Third, the information that Judge Patrick asserts the defendants withheld does not make the article’s reference to “QAnon-linked” false. The Amended Complaint asserts that Defendants concealed that (a) Judge Patrick denied the QAnon link, (b) she did not attend the QAnon-affiliated event, and (c) the interview occurred during Judge Patrick’s campaign for the Supreme Court of Pennsylvania. If the Daily Beast had included all of this information in the article, it would not have made the reference to “QAnon-linked” false. Judge Patrick met with a QAnon supporter and his name appeared on a speaker list for the QAnon-affiliated conference. These facts weigh in favor of the title of the article and against a statement of falsehood. Perhaps the headline wasn’t the fairest weighting of those contradictory facts, but that’s not enough to show actual malice.
It is not even clear that the Defendants withheld the information that Judge Patrick claims. The article reported that Judge Patrick “denied that she ever planned to attend a QAnon-affiliated event” and that she “had no idea why she was listed as a speaker.” Inherent in those statements is that she did not attend the event. The article also noted that Judge Patrick “unsuccessfully ran for a state Supreme Court seat earlier this year,” though it does not say that the interviews in question occurred as part of that campaign.

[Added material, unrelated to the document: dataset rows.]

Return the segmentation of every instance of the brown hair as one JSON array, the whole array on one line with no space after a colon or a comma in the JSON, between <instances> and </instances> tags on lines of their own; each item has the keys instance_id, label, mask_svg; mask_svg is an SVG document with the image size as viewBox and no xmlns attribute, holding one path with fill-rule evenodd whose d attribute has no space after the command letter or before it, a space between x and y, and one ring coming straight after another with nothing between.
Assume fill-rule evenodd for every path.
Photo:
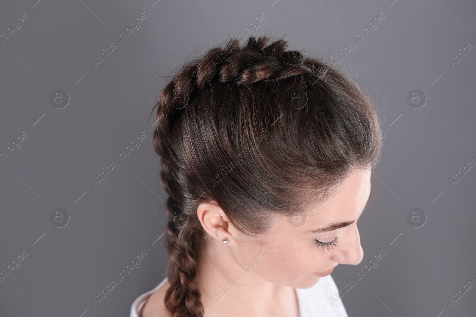
<instances>
[{"instance_id":1,"label":"brown hair","mask_svg":"<svg viewBox=\"0 0 476 317\"><path fill-rule=\"evenodd\" d=\"M381 128L351 78L327 60L250 37L186 63L154 107L156 152L169 197L171 262L165 304L174 317L203 313L194 279L207 239L197 214L214 201L232 224L265 233L274 216L303 210L353 169L373 169Z\"/></svg>"}]
</instances>

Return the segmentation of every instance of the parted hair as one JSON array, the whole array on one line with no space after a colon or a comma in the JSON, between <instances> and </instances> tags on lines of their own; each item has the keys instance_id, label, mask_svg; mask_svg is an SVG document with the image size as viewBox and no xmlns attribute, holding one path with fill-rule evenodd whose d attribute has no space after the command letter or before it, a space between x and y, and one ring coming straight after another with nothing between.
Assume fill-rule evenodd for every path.
<instances>
[{"instance_id":1,"label":"parted hair","mask_svg":"<svg viewBox=\"0 0 476 317\"><path fill-rule=\"evenodd\" d=\"M271 39L232 38L186 62L151 113L169 194L165 305L174 317L204 313L195 281L207 241L201 203L216 202L258 236L273 217L304 211L379 159L380 121L358 86L327 59Z\"/></svg>"}]
</instances>

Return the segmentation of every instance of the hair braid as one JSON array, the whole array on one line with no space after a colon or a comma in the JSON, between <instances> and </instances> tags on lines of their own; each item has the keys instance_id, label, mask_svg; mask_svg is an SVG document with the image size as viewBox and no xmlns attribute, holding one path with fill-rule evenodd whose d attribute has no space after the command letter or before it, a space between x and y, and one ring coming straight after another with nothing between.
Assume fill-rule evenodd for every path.
<instances>
[{"instance_id":1,"label":"hair braid","mask_svg":"<svg viewBox=\"0 0 476 317\"><path fill-rule=\"evenodd\" d=\"M309 173L314 173L311 176L306 176L311 180L308 182L310 184L308 188L311 188L317 183L330 183L335 181L335 175L338 174L340 177L343 174L338 173L339 171L347 170L348 166L353 164L354 161L360 160L363 162L370 162L374 159L376 154L379 151L380 141L376 136L380 134L378 132L374 133L379 127L376 123L376 115L369 110L369 107L371 108L371 105L367 102L365 96L362 100L363 95L358 88L356 90L356 86L353 86L350 80L345 78L337 70L334 70L329 64L315 59L306 58L298 51L286 51L289 44L284 38L278 39L267 46L270 38L268 36L258 38L251 37L248 38L248 43L241 48L239 47L238 40L232 38L224 48L215 48L209 50L204 56L185 64L179 69L163 88L160 98L155 105L157 121L157 128L153 134L153 146L156 152L161 157L160 179L169 195L166 205L169 216L166 240L171 261L167 273L170 286L166 291L164 301L166 307L173 317L198 317L203 313L198 286L195 280L201 250L206 241L205 232L197 216L198 205L204 201L214 200L227 213L227 215L229 214L232 223L237 225L238 229L254 228L256 231L256 228L258 225L264 228L266 223L265 221L256 221L257 217L264 217L264 212L260 213L257 211L274 209L284 212L287 208L287 200L291 202L295 198L292 191L296 187L296 184L304 183L302 180L307 175L305 173L306 169L304 169L305 172L298 173L295 169L298 164L293 165L290 163L288 171L293 171L294 176L292 173L284 175L285 172L281 172L284 176L283 178L278 179L281 176L277 172L278 169L277 166L282 164L278 161L279 156L275 154L272 159L268 159L270 163L278 162L272 168L266 166L268 169L264 170L265 167L262 166L255 168L254 166L248 165L248 170L240 170L244 174L244 178L240 178L241 175L238 175L239 173L237 171L235 172L236 176L229 176L220 184L221 187L215 187L217 182L215 182L215 184L213 183L215 169L217 167L226 166L225 164L228 163L226 162L229 163L234 160L238 157L237 153L240 150L239 142L232 144L228 139L219 138L223 137L218 135L218 127L223 126L219 125L219 122L221 120L219 117L221 115L218 113L215 115L214 111L222 111L220 114L228 111L228 114L239 114L241 115L246 112L239 107L242 105L243 107L248 106L247 103L248 102L243 100L251 100L250 96L257 98L256 96L259 95L247 95L248 96L244 97L239 103L237 102L233 106L238 109L228 107L227 109L231 110L222 110L220 108L222 106L216 104L225 99L220 99L222 98L221 95L219 97L217 96L218 94L217 86L232 90L233 94L230 92L229 98L235 100L235 97L240 97L242 91L241 88L237 88L236 86L249 86L278 81L284 82L282 81L289 79L289 81L286 82L291 85L291 87L287 87L287 90L283 89L280 95L276 98L278 101L276 102L283 104L283 100L289 100L288 96L291 88L295 89L295 91L302 91L303 89L307 89L308 86L312 86L313 82L315 84L318 80L321 80L323 82L316 85L319 87L319 85L322 85L321 87L318 88L321 89L321 96L315 94L316 91L318 91L316 86L312 92L316 96L315 100L317 100L313 107L309 106L301 110L296 110L301 108L274 107L268 113L261 108L259 110L261 112L259 115L266 116L266 119L268 119L268 117L276 116L271 120L273 122L276 119L275 123L282 116L282 115L279 115L280 111L295 112L283 117L281 119L282 122L280 121L274 127L268 127L270 130L274 129L276 131L279 126L279 129L286 131L292 125L291 124L296 125L295 122L289 123L289 120L298 120L293 118L301 118L299 115L302 118L299 119L301 122L298 123L305 121L307 122L305 126L307 126L309 122L314 123L302 133L304 134L299 135L300 138L306 136L307 138L306 142L301 142L299 139L290 143L292 146L303 146L301 149L304 150L300 149L301 152L298 152L295 147L288 147L286 149L289 151L287 152L288 157L292 157L296 153L301 152L307 155L294 157L297 158L296 162L300 162L299 164L302 165L305 163L316 164L308 169L310 171ZM330 77L329 73L332 74ZM300 77L303 78L306 76L307 76L306 84L303 85L297 82ZM296 82L292 81L295 79L291 77L296 77ZM326 81L327 77L329 78L328 83ZM344 84L340 84L341 82ZM286 87L286 85L284 86ZM266 89L274 92L272 87ZM327 90L331 92L327 92ZM339 95L343 91L350 92L347 95ZM360 98L361 103L358 103L357 97ZM339 98L341 99L337 102L334 101ZM273 104L272 102L270 102L269 104ZM334 106L337 110L332 108L331 106L325 106L332 102L341 103L337 106ZM347 110L347 112L340 116L335 114L335 112L340 110L338 107L342 106L341 105L346 103L353 105L355 108ZM363 110L356 110L358 107ZM265 107L263 109L271 107L268 106L268 108ZM254 110L250 115L255 115L255 113L258 111ZM263 113L265 114L263 115ZM353 127L352 125L357 121L356 117L358 115L363 116L364 115L368 115L370 119L367 121L362 120L360 125L354 125ZM194 117L197 115L201 119ZM350 119L344 118L344 115L347 115ZM341 122L337 120L341 119L343 120L342 125L347 124L344 122L345 120L350 121L351 123L348 124L350 127L347 128L347 126L344 126L343 128L339 125ZM238 119L231 120L234 123ZM253 125L253 123L256 122L254 117L251 118L245 117L243 120L244 121L239 123L227 124L234 124L240 127L249 127ZM285 120L288 121L288 124ZM334 129L335 131L329 127L333 124L337 126ZM310 127L311 125L314 128ZM299 125L298 124L297 126ZM265 124L262 126L265 127L263 129L266 128ZM349 134L357 134L354 133L354 130L361 132L361 137L360 134L356 137L360 139L356 141L349 137L349 143L342 141L341 139L345 140L347 137L347 134L345 135L347 132ZM306 131L308 131L308 133L305 134ZM248 131L245 132L243 134L245 138L250 137L248 133L251 136L253 133L256 133ZM323 134L326 134L325 136L321 136ZM198 142L203 144L194 146ZM316 145L316 144L318 146ZM306 146L308 147L306 148ZM347 148L348 149L346 149ZM355 152L358 152L356 154L354 152L350 153L354 148ZM309 158L311 154L315 155L312 159ZM214 156L213 159L209 158L211 156ZM282 157L286 157L284 154ZM276 160L271 162L271 160ZM254 169L252 170L252 169ZM266 181L270 182L271 185L268 186L267 184L259 187L253 184L265 180L265 178L259 180L253 178L253 176L249 175L253 174L253 171L257 171L255 175L260 173L269 176ZM319 176L320 178L316 176L318 175L318 173L322 173ZM299 182L291 183L290 180L291 176L296 177L298 174L298 177L302 178L299 179ZM278 181L281 183L277 185L274 182L277 183ZM288 187L285 187L283 182ZM229 189L225 185L228 186ZM248 190L249 186L252 187L252 190ZM268 192L263 192L264 188ZM241 195L235 194L238 192ZM241 202L241 206L238 206L239 204L236 200ZM247 201L249 201L251 205L246 205ZM259 208L256 207L253 212L252 210L253 208L250 207L251 205L254 207L258 205ZM239 212L233 211L234 210L239 210ZM243 221L238 219L237 215L248 219L249 223L240 226L239 221ZM252 221L253 219L254 221ZM250 224L251 222L255 224ZM261 227L260 228L262 229Z\"/></svg>"}]
</instances>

Finally, even viewed collectively, the actions in question do not rise to the level of actual malice. Read from the point of view most favorable to Judge Patrick, they show that the Daily Beast and Mrs. Bradley did not do an actual reporting before publishing her story and that they chose to view the facts from a point of view unfavorable to Judge Patrick. That’s harsh, perhaps unduly. And lay bare any notion that they were engaged in journalism. But it doesn’t make plausible the idea that they knew their description of Judge Patrick was false. Nor does it prove that the Daily Beast and Mrs. Bradley stuck their heads in the sand with a reckless disregard for the truth…

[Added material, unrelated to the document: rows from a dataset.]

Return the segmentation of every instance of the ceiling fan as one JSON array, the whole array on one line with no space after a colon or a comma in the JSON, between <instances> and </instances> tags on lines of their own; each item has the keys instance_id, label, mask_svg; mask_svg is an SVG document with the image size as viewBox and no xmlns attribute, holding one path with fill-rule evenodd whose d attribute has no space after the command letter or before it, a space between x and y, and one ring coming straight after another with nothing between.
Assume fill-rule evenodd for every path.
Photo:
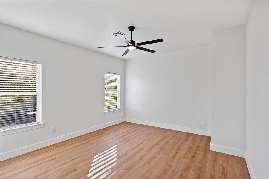
<instances>
[{"instance_id":1,"label":"ceiling fan","mask_svg":"<svg viewBox=\"0 0 269 179\"><path fill-rule=\"evenodd\" d=\"M153 50L146 49L143 47L141 47L140 46L144 45L147 45L147 44L154 44L154 43L157 43L157 42L160 42L163 41L163 39L162 38L160 38L160 39L157 39L157 40L151 40L149 41L146 42L140 42L140 43L135 43L135 41L133 40L132 37L132 32L134 30L135 27L134 26L129 26L128 27L128 29L131 32L131 39L129 41L125 38L123 37L123 35L126 36L125 34L123 33L120 32L119 31L117 31L114 32L113 32L111 33L111 34L113 36L119 38L123 40L127 44L127 45L125 46L113 46L112 47L98 47L97 48L107 48L108 47L127 47L127 49L123 53L122 56L126 55L128 52L130 50L133 50L135 49L138 49L144 51L146 51L149 52L151 52L152 53L154 53L156 51Z\"/></svg>"}]
</instances>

Judge Patrick has tried to litigate these claims three times, once in state court and now twice in this Court. He withdrew the lawsuit against him in state court and has not filed any claims in both lawsuits in this Court. In addition, in my preliminary conference held on April 17, 2023, Judge Patrick’s attorney confirmed that she had asserted all the facts she had in her amended complaint and that if her allegations continued without a claim, she would have no claim. base. for further amendment. Furthermore, the defendants ask me to dismiss with prejudice, and Judge Patrick does not respond or seek permission to amend. Therefore, I will dismiss Judge Patrick’s complaint with prejudice….
Congratulations to Kaitlin Gurney, Leslie Minora, and Seth Berlin (Ballard Spahr LLP), who are representing the defendants.